Do not place your fern near a dry heat source as they will not respond well. In other words, areas near wood burners, fireplaces and radiators are best to be avoided.
Perfect Growing Temperature
By keeping a temperature of between 20–26 degrees C, your Asplenium nidus will thrive. This is a very slow-growing fern, so don’t expect quick results.
Caring for Your Bird’s Nest Fern
I recommend watering your bird’s nest fern regularly throughout the spring and summer months, when in its growing phase. Try to ensure the potting soil is always moist to the touch, though not waterlogged and never leave your plant sitting in water. This can cause suffocation of the root system.
In the dormant winter season, reduce the amount you water, but don’t entirely dry the roots out.
Feeding your Bird’s Nest Fern
As a slow-growing specimen, I only tend to feed once a month from April to September to help it through the growing phase. Choose a half-diluted balance feed, with an N.P.K. value of around 20–20–20 and water the soil around the roots, not the plant itself. This will help to avoid any potential root rot problems.
There is no real need to prune your bird’s nest fern. Just remove dead, damaged, or diseased fronds as a general tidy up for appearance’s sake.
As fragile new fronds appear from the central rosette, try not to touch them as they can easily be damaged.
Unlike some ferns, the Asplenium nidus does not like to be divided. Propagation comes by way of spore or tissue culture which is likely too in-depth for the average house plant lover.
When browsing my local nursery, I’m always pleasantly surprised at how reasonably priced ferns are in comparison to other plant life. For this reason, I recommend investing in a new plant rather tackling propagating, unless this particularly lights your fire.
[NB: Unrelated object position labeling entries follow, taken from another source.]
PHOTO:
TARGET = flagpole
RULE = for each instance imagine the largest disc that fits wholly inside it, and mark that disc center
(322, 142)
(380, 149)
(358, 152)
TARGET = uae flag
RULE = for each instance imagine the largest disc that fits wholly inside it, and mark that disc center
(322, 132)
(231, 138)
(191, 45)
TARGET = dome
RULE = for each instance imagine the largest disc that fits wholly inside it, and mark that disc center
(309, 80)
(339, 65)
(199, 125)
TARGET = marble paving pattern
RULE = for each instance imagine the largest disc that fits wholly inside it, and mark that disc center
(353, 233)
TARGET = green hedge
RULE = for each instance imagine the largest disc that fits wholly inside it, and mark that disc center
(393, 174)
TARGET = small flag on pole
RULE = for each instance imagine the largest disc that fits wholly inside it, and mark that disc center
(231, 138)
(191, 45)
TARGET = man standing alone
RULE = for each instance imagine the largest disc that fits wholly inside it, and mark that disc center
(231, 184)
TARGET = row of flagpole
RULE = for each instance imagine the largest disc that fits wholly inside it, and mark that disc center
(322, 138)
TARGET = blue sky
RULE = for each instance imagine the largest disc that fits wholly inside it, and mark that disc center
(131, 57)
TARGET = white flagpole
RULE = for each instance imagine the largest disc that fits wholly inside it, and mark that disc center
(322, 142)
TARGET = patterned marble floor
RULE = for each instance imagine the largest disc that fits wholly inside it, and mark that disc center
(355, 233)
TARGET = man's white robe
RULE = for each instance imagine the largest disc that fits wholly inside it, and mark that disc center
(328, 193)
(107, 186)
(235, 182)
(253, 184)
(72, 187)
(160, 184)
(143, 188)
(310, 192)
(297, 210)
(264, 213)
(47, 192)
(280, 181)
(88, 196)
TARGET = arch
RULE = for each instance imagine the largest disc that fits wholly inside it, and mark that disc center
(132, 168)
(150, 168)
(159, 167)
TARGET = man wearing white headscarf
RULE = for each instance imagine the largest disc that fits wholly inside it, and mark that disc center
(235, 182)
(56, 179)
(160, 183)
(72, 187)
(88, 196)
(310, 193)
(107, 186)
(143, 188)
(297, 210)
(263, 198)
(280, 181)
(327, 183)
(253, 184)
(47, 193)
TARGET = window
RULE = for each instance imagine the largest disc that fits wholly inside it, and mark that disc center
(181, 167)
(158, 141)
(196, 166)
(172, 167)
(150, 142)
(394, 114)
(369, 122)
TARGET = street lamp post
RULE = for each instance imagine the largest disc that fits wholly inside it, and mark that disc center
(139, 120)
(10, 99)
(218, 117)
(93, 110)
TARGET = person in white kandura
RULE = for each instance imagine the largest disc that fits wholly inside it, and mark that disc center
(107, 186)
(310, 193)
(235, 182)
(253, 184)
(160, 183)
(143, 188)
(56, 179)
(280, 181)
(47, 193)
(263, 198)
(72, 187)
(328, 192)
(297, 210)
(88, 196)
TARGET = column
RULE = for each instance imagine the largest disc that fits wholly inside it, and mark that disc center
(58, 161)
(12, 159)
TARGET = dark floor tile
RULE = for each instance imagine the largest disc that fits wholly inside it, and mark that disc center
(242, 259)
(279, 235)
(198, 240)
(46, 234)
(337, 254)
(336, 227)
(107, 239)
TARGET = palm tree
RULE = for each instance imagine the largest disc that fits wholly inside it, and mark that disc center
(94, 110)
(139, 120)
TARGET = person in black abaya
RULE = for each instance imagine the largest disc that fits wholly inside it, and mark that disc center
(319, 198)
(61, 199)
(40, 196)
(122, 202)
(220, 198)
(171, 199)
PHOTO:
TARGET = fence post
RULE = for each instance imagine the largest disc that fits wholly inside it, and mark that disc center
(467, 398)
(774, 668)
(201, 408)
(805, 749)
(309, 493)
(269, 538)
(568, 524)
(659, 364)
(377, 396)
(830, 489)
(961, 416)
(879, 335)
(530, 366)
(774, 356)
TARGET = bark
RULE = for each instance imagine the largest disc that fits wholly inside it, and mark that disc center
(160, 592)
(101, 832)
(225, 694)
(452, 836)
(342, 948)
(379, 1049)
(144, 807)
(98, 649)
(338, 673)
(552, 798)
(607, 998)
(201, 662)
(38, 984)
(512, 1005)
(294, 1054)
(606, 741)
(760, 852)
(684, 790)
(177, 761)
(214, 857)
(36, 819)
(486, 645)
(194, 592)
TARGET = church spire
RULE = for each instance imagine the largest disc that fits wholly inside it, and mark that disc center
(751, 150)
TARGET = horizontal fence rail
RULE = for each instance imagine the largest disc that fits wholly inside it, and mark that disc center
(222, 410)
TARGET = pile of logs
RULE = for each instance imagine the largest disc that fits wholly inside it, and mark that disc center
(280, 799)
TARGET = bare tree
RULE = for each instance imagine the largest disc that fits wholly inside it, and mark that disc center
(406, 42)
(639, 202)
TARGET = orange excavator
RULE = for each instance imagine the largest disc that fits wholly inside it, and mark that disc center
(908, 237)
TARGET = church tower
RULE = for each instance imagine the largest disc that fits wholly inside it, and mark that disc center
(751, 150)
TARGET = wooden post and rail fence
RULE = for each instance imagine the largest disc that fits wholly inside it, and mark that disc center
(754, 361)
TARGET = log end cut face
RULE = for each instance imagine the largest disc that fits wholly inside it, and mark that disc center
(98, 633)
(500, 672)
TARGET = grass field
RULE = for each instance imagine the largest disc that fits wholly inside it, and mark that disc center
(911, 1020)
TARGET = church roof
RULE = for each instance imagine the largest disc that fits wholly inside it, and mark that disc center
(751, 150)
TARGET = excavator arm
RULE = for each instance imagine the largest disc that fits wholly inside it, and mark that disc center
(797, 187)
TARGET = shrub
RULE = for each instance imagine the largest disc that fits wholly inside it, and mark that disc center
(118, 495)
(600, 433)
Plant Problems including Pests and Disease
The most prevalent insects to watch out for are scale insects, and leaf and bud eelworms. Scale insects are closely related to aphids, whiteflies and jumping plant lice. They can weaken host plants and excrete a sticky residue on foliage, which in turn, causes sooty mold to grow.
To control this sap-sucking pest, use an insecticide that includes the synthetic pyrethroides lambda-cyhalothrin, such as Westland Resolva Pest Killer. Speak to your local garden centre to see what they have available.
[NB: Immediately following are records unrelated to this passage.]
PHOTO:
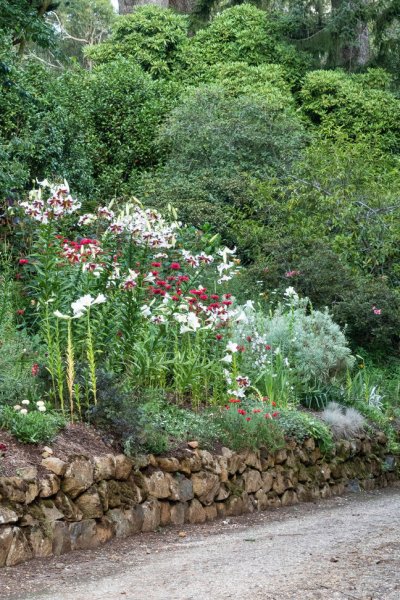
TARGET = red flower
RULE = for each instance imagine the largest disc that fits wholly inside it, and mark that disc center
(35, 369)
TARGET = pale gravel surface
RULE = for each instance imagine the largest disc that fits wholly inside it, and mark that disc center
(343, 548)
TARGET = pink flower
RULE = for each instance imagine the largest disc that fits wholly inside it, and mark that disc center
(292, 273)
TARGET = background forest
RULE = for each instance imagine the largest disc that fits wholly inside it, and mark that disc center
(273, 125)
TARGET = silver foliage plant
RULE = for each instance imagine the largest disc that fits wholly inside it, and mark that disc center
(314, 347)
(345, 423)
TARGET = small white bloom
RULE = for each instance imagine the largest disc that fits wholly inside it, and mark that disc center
(231, 347)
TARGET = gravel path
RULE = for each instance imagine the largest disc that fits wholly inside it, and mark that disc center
(343, 548)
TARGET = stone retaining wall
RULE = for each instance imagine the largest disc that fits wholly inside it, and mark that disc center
(86, 501)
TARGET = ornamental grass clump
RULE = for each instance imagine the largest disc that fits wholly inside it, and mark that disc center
(345, 423)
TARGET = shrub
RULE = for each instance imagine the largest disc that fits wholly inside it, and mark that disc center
(32, 428)
(344, 422)
(338, 102)
(301, 425)
(151, 36)
(313, 347)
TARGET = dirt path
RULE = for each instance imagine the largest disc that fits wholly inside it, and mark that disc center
(344, 548)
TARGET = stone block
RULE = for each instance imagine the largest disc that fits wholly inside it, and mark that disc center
(104, 467)
(151, 515)
(78, 476)
(181, 488)
(123, 467)
(196, 512)
(89, 504)
(49, 485)
(252, 480)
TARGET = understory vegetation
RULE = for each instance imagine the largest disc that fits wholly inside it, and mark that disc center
(200, 223)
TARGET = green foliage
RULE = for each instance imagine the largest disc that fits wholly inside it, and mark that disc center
(151, 36)
(32, 428)
(301, 425)
(339, 103)
(250, 424)
(216, 145)
(242, 33)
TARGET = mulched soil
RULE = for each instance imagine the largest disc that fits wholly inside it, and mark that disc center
(74, 439)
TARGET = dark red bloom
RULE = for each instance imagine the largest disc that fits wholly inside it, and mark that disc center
(35, 369)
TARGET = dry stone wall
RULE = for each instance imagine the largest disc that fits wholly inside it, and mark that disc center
(86, 501)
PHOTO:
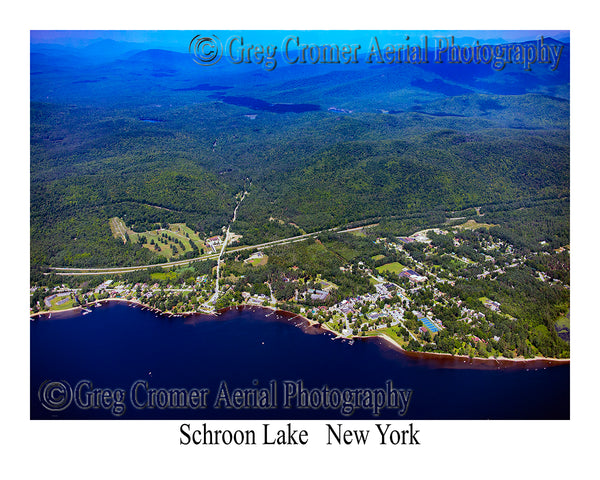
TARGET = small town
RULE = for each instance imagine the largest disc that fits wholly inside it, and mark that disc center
(412, 301)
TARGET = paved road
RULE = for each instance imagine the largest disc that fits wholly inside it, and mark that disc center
(177, 263)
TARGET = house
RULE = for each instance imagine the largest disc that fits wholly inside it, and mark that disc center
(412, 276)
(494, 306)
(214, 242)
(319, 295)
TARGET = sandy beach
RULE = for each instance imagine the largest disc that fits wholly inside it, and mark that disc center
(459, 360)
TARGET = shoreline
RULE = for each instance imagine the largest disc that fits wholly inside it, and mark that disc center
(469, 361)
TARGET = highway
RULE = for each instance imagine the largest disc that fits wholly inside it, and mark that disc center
(177, 263)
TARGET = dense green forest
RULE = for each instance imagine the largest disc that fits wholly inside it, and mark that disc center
(153, 139)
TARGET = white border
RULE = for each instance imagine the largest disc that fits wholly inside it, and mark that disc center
(150, 449)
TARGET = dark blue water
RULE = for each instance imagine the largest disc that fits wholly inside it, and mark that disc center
(117, 345)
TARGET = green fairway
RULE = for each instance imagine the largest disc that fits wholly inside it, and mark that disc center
(171, 243)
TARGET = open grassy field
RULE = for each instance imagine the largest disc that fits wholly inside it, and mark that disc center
(172, 242)
(255, 262)
(394, 267)
(118, 228)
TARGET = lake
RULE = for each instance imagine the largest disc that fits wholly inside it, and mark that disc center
(121, 356)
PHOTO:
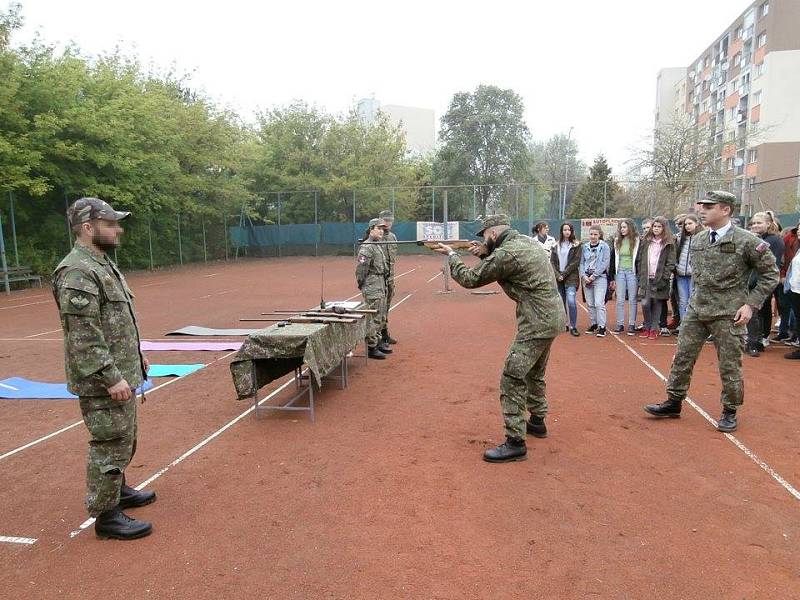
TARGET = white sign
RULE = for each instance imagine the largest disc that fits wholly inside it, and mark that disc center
(430, 230)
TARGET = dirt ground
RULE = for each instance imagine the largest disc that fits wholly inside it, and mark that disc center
(386, 495)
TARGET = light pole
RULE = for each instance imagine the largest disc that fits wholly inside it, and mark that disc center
(566, 170)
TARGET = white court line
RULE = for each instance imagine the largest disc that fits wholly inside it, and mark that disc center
(21, 305)
(732, 438)
(88, 522)
(76, 423)
(8, 539)
(43, 333)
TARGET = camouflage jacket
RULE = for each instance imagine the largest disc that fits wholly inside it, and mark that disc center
(101, 338)
(371, 270)
(720, 273)
(522, 268)
(390, 252)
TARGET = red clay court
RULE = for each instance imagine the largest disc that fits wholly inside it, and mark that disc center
(386, 495)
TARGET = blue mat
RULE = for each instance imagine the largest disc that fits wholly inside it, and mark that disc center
(173, 370)
(19, 388)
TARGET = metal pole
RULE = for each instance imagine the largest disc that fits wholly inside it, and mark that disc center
(225, 232)
(66, 219)
(446, 266)
(355, 235)
(180, 246)
(3, 258)
(150, 241)
(205, 251)
(13, 229)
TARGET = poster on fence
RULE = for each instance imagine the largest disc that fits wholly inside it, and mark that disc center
(430, 230)
(609, 227)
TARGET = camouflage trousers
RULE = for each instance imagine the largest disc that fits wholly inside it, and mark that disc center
(522, 385)
(729, 342)
(112, 427)
(376, 321)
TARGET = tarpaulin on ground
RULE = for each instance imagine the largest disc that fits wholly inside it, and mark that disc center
(279, 350)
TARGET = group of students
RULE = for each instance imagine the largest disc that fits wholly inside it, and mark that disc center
(655, 267)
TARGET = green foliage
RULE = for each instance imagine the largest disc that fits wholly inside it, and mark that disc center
(596, 196)
(484, 142)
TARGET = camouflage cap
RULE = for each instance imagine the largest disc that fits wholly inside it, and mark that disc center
(718, 197)
(492, 221)
(86, 209)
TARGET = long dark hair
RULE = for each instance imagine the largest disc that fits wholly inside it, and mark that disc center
(571, 238)
(632, 236)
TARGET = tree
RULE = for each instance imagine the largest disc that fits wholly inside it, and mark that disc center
(484, 142)
(596, 196)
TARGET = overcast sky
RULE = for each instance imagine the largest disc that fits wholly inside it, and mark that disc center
(585, 64)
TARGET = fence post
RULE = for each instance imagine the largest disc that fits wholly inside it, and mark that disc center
(150, 240)
(13, 229)
(316, 222)
(205, 252)
(279, 223)
(355, 237)
(180, 246)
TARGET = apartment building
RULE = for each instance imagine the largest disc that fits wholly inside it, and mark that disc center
(743, 93)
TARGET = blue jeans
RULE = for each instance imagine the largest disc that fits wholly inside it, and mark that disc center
(596, 300)
(684, 293)
(626, 283)
(568, 298)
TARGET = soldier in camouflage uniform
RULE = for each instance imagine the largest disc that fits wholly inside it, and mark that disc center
(103, 362)
(390, 251)
(522, 268)
(371, 278)
(723, 256)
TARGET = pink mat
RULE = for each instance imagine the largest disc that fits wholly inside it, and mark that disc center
(189, 346)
Leaf and bud eelworms are plant-parasitic nematodes that feed on plant cells and damage the host plant. These are microscopic, worm-like pests that have a short life-cycle. In contrast, mature pests often overwinter in dormant buds, seeds, and dry parts until warmer conditions arrive in spring.
These plant parasites thrive in warm and moist conditions, causing stunted plant growth, yellowing stripes on fronds and distorted growth. There is no current pesticide available to home gardeners to control this parasite. As a result, follow good garden hygiene and cultural controls to minimize damage and lower infestations.
Rust can be a problem for your Asplenium fern, especially in periods of mild, damp weather. Keep an eye on your plant during these conditions, and adjust humidity levels accordingly.
Perfect Companion Plantings
When choosing companion plants, aim for species that have similar light and humidity requirements. This will allow your plants to live together harmonously.
Epiphytic succulents require similar growing conditions to the Asplenium nidus and have weird and wonderful growing forms. You can guarantee a diverse collection of colors, forms and flowers. Take a peek at the Epiphyllum anguliger, otherwise known as the “Fishbone Cactus”.
These have a pendant form and the most unexpected, stunning flowers. Each of these features a unique fishbone-shaped leaf structure. Another beauty is the Disocactus phyllantoides. This is another pendant epiphyte with striking blooms and similar habitat conditions.
There are many forms of epiphytes to add to your collection. Some of the most common are orchids, bromeliads and mosses, but my favorites are just that little bit different—much like myself!